Governor Makhlouf went on to say that “The evidence we have to date is that, through both our actions and a wide range of other supportive policy decisions, a lack of credit has not contributed to the economic challenges facing our country. This is a big contrast to where we found ourselves a decade ago, and reflects all the efforts to build resilience over the past decade.”

Governor Makhlouf also updated on the ongoing review of the Central Bank’s mortgage measures framework, the first ‘deep dive’ since the measures were introduced. He said “The role of the mortgage measures in guarding against the over indebtedness of households and protecting financial stability is clear. However, as a permanent feature, it is important that we not only maintain the good practice of regularly reviewing the calibration of policy but also consider the overarching framework.  It is now approaching seven years since the introduction of the measures and a review of the framework will allow us to consider the overarching approach to our toolkit and strategy to ensure they continue to remain fit for purpose in view of the constant evolution of our financial system and economy.” The framework review accompanies a review of the bank capital framework and the development of the Central Bank’s framework for macroprudential policy in the area of market-based finance, as part of a current three-pronged review of our macroprudential framework at the Central Bank of Ireland.


Notes to editors

The Countercyclical Capital Buffer (CCyB) is a time-varying capital requirement which applies to banks and investment firms. It aims to promote a sustainable provision of credit to the economy by making the banking system more resilient and less pro-cyclical.  The Central Bank is the designated authority for setting the CCyB rate in Ireland and as such sets the rate for Irish exposures on a quarterly basis, following consultation with the European Central Bank.  Further information is available on the Central Bank’s website.

The objective of the Other Systemically Important Institutions (O-SII) is to reduce the probability of failure of a systemically important institution. The buffer enhances the resilience of these institutions, which due to the scale or nature of their business are of systemic importance, by providing an additional layer of loss-absorbing capital. A higher capital requirement for these institutions acknowledges the greater impact that their failure would have.

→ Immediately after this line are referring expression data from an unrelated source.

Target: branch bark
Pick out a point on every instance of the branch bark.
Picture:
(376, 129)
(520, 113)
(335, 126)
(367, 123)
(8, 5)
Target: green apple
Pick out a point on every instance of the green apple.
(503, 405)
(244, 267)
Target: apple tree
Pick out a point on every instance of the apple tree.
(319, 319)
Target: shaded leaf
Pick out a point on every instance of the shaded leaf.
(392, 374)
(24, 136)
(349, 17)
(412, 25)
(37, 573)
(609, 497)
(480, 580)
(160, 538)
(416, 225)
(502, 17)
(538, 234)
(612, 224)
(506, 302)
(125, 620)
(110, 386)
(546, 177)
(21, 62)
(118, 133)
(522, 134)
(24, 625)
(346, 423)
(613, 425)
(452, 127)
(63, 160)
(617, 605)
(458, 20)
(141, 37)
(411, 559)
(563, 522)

Consistent with the purpose of the buffer and the wider capital buffer framework the O-SII buffer is fully available to banks to use during times of stress (e.g. the effects of the COVID-19 pandemic) to absorb the impact of the shock to the economy.

Other Systemically Important Institutions (O-SIIs) are institutions which are systemically important to the domestic economy or to the economy of the European Union (EU). An institution’s systemic importance is assessed based on (i) size, (ii) importance for the economy of the Union or of the relevant Member State, (iii) significance of cross-border activities, and (iv) interconnectedness of the institution or group with the financial system. Further information is available on the Central Bank’s website.

The mortgage measures were first introduced in February 2015 and are aimed at enhancing the resilience of both borrowers and the banking sector. The measures set limits on the size of mortgages that consumers can borrow through the use of loan-to-value (LTV) and loan-to-income (LTI) limits. The measures are reviewed annually by the Central Bank.  Further information is available on the Central Bank website.

Records of meetings of the Macro-prudential Measures Committee are available on the Central Bank’s website.